Traditionally pharmacists actively recruit patients to medicines use reviews, designed to address adherence through information provision, which have had variable success. Encouraging patients to identify their information needs and self-present for an MUR may improve patient satisfaction and service outcomes. Using previous evidence, a card was developed to encourage patients to identify their any information needs and seek support through an MUR. The aim of this pilot study was to implement the card and test both its acceptability to patients and pharmacists and identify its potential for enhancing service impact. Institutional ethical approval
was obtained for this service
evaluation. The patient card asked whether they were able to answer any of five questions about their medicines (side effects, RXDX-106 overdose and under dose, interactions, the medicine’s effect and getting the best out of the medicine). All pharmacies in two adjacent counties belonging to one pharmacy chain participated in the evaluation for a 12 week period. Pharmacies in one county (implementation) distributed the cards with repeat medicines for patients who met the criteria for an MUR. Pharmacies in the adjacent county (comparison) did not use the cards. All patients identified as self-presenting for an MUR as a result of receiving a card selleck were given a satisfaction questionnaire post consultation. Comparison
pharmacies distributed a satisfaction questionnaire to the first four MUR patients each week. Pharmacists were not asked to keep track of the number of patients given a card or approached to complete the questionnaire. The questionnaire was developed using two previously validated tools assessing satisfaction with information provision (SIMS) and adherence (MMAS-4). The questionnaire also contained demographic questions and a space for free-type comments. The questionnaire had been used in a previous study and was not piloted before implementation. Pharmacists in the implementation area were interviewed at the end of the study to obtain their thoughts on the use of the cards and was analysed using a framework however approach.
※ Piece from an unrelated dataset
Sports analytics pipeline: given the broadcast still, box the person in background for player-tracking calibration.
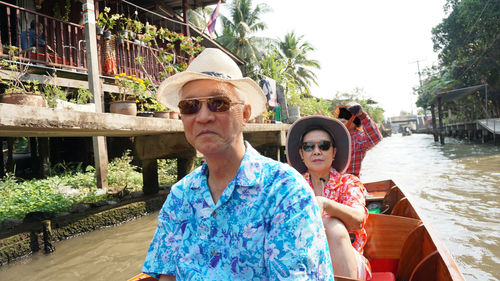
[334,102,382,177]
[286,115,371,280]
[142,48,333,280]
Twenty-two implementation and 11 comparison pharmacies participated and cards were actively given out in five pharmacies. 81 questionnaires were returned to the university. Table 1 compares the data received from the two groups and illustrates the relationship between the use of the identification cards and both satisfaction and adherence. Table 1 The impact of providing identification cards to patients on medicines information and adherence Implementation group (n = 31) Comparison group (n = 50) P-value *Fisher’s exact (n = 78); **Mann–Whitney U (n = 69); adherence measured by the MMAS-4.